# Minimum Spanning Tree

## Problem Description

This benchmark computes a minimum spanning tree in a weighted undirected graph with by using Boruvka's algorithm.## Algorithm

The algorithm is implemented by successive edge-relaxations of the minimum weight edges. However, since an explicit edge-relaxation involves modifying the graph, the implementation performs edge-relaxation indirectly. This is done by keeping track of the set of nodes that have been merged, called components, which avoids modifications to the graph. Each component's size grows in each iteration, while the number of components reduces (due to components getting merged). The algorithm terminates when only one component remains. When the input graph is disconnected, the algorithm terminates when the number of components does not change in an iteration and it computes a minimum spanning forest.

Figure: Before edge-contraction and after edge-contraction

The computation is split across a sequence of kernels. This program is generated by IrGL compiler.

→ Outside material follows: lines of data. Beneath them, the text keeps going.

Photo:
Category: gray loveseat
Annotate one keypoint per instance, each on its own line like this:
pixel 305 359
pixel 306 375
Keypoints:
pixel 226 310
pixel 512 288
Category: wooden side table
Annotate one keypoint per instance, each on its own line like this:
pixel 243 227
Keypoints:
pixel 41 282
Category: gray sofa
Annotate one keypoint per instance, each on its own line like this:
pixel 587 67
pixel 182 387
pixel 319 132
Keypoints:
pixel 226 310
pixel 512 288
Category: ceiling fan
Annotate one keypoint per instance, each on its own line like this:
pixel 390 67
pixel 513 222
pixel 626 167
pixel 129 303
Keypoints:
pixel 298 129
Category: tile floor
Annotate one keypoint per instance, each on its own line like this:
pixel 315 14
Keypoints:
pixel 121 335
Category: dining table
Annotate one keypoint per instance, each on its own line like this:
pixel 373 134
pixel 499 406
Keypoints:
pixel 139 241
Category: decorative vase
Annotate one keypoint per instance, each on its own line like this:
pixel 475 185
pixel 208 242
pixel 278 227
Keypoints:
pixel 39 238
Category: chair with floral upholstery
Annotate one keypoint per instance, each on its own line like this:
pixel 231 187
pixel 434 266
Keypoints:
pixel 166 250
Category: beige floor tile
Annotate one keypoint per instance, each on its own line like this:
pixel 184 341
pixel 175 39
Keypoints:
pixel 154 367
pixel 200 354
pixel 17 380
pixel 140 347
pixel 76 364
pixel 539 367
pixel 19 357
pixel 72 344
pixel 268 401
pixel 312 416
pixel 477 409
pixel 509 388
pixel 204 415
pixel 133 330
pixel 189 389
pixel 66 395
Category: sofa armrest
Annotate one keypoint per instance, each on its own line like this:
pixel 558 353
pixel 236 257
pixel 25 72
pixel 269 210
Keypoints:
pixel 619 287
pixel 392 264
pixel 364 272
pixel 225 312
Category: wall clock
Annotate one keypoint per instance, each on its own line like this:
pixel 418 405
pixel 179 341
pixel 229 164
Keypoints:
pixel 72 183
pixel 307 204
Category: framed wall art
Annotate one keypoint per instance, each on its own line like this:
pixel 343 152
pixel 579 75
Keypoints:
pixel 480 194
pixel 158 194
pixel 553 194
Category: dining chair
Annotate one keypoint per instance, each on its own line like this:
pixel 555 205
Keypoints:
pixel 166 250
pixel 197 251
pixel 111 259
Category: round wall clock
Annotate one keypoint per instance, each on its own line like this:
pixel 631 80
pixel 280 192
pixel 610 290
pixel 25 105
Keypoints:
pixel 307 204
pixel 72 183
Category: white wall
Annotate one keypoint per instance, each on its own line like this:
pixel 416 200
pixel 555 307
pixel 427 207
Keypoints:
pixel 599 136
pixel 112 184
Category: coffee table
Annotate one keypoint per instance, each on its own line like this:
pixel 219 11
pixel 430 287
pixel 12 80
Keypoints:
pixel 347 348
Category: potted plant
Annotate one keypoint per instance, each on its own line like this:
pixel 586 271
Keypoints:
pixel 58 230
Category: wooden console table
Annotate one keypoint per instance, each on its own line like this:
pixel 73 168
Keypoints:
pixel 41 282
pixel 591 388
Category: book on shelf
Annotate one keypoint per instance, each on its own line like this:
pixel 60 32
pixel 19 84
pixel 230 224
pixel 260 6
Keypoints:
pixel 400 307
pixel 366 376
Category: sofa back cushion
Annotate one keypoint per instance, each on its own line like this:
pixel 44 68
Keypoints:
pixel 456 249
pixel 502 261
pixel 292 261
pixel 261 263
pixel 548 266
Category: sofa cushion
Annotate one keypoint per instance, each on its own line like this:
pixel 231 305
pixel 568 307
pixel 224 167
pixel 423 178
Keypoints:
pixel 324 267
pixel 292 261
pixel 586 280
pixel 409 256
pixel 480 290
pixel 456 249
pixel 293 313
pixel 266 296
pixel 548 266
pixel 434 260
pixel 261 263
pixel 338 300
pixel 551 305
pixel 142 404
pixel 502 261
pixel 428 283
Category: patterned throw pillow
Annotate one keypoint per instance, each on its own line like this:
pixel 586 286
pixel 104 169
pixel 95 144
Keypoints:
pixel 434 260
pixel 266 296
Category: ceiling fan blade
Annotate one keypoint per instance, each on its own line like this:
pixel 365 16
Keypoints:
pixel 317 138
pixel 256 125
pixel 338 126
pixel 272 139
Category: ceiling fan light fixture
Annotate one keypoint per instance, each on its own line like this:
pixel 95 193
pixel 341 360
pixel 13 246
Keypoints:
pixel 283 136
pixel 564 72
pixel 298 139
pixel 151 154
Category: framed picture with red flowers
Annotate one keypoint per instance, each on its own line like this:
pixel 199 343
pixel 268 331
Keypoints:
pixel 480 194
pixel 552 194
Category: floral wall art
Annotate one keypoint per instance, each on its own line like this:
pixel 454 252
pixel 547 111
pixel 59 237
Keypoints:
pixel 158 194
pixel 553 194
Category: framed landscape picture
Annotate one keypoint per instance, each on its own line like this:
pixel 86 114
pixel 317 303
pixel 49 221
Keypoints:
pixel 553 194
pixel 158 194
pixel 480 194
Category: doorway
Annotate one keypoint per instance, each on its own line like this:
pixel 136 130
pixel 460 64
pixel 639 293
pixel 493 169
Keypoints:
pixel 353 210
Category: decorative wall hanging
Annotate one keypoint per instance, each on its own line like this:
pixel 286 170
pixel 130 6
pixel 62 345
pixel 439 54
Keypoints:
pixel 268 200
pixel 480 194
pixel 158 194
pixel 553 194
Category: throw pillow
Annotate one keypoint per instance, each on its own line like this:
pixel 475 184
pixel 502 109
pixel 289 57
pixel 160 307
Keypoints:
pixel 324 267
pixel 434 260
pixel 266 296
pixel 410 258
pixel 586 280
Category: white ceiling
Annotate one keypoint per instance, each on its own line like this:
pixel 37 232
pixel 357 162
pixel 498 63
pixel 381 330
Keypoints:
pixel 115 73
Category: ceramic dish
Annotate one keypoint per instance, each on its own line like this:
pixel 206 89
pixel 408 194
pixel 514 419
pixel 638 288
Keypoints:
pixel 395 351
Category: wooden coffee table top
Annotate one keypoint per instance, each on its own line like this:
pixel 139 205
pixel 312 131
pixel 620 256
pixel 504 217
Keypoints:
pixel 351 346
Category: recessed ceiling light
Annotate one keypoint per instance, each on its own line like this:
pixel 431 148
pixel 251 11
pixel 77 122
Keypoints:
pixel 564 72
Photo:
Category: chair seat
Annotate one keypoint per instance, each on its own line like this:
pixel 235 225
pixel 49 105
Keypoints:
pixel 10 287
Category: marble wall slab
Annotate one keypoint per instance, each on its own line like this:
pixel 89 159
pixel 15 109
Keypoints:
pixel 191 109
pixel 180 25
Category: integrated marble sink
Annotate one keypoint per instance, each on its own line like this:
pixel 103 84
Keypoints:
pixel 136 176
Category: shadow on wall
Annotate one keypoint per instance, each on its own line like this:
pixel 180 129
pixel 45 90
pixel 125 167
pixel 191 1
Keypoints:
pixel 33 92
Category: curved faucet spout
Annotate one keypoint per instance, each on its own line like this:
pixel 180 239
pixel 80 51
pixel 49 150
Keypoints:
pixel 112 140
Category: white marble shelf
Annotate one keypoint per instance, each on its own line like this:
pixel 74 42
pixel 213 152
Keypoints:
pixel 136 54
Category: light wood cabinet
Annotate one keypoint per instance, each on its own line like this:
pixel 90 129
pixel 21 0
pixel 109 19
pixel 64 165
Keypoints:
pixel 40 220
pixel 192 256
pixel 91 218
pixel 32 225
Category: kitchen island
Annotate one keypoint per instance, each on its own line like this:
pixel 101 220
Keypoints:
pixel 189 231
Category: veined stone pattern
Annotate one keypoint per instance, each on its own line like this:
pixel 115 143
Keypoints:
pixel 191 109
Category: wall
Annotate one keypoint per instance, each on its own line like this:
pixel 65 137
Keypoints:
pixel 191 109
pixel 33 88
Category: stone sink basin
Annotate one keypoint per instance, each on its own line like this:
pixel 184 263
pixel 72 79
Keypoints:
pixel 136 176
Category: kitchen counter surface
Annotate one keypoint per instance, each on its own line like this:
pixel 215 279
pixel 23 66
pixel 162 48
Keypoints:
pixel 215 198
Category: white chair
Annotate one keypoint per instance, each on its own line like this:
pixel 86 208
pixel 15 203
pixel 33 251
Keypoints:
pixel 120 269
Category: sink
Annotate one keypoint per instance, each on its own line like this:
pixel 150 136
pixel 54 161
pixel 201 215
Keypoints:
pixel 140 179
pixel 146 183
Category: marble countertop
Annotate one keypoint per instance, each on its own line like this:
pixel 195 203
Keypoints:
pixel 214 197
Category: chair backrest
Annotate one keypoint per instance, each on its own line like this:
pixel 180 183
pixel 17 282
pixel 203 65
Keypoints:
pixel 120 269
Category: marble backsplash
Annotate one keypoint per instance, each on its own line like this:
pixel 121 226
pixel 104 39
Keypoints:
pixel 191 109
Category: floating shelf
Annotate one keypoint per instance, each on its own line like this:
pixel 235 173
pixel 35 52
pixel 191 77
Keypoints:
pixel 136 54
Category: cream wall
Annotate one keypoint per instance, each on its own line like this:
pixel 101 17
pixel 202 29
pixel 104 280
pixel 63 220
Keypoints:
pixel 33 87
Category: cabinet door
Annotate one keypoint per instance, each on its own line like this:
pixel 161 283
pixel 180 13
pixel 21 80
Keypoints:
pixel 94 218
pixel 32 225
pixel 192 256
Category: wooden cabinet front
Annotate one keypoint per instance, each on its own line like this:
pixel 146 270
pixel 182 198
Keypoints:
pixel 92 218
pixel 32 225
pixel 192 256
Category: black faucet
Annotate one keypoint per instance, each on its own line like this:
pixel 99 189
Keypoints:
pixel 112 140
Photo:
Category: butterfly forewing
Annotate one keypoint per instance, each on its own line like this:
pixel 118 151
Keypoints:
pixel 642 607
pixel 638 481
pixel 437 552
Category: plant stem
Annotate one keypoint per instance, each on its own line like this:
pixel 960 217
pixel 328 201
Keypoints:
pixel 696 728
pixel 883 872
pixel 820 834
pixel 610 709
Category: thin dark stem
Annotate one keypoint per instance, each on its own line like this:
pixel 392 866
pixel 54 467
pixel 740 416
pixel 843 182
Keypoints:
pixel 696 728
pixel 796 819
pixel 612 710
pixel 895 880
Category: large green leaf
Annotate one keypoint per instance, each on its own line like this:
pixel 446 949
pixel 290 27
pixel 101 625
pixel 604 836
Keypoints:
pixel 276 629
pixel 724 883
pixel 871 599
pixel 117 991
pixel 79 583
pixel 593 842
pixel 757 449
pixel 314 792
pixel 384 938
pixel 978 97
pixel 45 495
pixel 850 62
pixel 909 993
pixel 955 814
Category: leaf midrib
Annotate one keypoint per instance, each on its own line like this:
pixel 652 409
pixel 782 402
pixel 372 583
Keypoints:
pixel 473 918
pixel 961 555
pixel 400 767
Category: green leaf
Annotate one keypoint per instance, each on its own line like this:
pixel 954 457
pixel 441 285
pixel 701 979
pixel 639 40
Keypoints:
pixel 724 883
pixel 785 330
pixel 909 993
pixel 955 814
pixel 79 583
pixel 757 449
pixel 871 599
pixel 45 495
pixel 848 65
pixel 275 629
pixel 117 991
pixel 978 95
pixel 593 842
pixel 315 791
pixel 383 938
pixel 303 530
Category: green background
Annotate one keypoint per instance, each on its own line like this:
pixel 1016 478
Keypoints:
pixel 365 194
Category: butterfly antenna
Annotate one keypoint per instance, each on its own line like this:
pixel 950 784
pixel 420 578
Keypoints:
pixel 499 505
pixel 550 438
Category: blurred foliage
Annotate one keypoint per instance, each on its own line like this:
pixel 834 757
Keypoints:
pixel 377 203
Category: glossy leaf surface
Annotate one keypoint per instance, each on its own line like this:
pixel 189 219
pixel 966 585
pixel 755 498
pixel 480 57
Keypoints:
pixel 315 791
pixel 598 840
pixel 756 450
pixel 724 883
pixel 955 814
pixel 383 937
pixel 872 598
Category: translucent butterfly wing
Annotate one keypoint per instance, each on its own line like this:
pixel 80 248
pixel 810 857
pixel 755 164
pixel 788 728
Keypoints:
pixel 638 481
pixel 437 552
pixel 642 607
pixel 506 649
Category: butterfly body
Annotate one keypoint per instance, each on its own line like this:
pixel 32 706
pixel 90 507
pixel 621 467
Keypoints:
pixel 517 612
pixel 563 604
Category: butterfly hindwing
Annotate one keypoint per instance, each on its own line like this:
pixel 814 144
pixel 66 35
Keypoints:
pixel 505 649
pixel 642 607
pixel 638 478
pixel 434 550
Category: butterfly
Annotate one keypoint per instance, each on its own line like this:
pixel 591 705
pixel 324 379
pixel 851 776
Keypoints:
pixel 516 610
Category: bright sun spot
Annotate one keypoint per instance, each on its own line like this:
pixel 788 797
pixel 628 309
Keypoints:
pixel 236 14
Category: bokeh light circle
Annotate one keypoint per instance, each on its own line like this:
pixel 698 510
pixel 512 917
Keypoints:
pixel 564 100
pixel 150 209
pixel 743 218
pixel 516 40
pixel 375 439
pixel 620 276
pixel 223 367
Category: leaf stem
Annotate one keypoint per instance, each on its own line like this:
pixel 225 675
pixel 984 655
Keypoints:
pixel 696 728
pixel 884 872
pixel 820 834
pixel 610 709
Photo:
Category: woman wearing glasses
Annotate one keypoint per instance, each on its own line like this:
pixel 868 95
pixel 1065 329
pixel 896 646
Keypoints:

do { find the minimum weight edge out of each component; merge a component with its partner; } while the number of components changes;

**NOTE:**Only use the symmetric graph files (.sym.gr) as inputs.

## Performance

The benchmark is written in CUDA.Compile as:

`make`

Execute as:

`mst <graphfile>`

e.g.,

`mst USA-road-d.FLA.sym.gr`

Graph | Time (ms) |
---|---|

FLA.sym | 35 |

rmat12.sym | 8 |

2d-2e20.sym | 124 |

The above performance is observed on a 1733.500 Mhz GeForce GTX 1080 6000 with 8119 MB of main memory.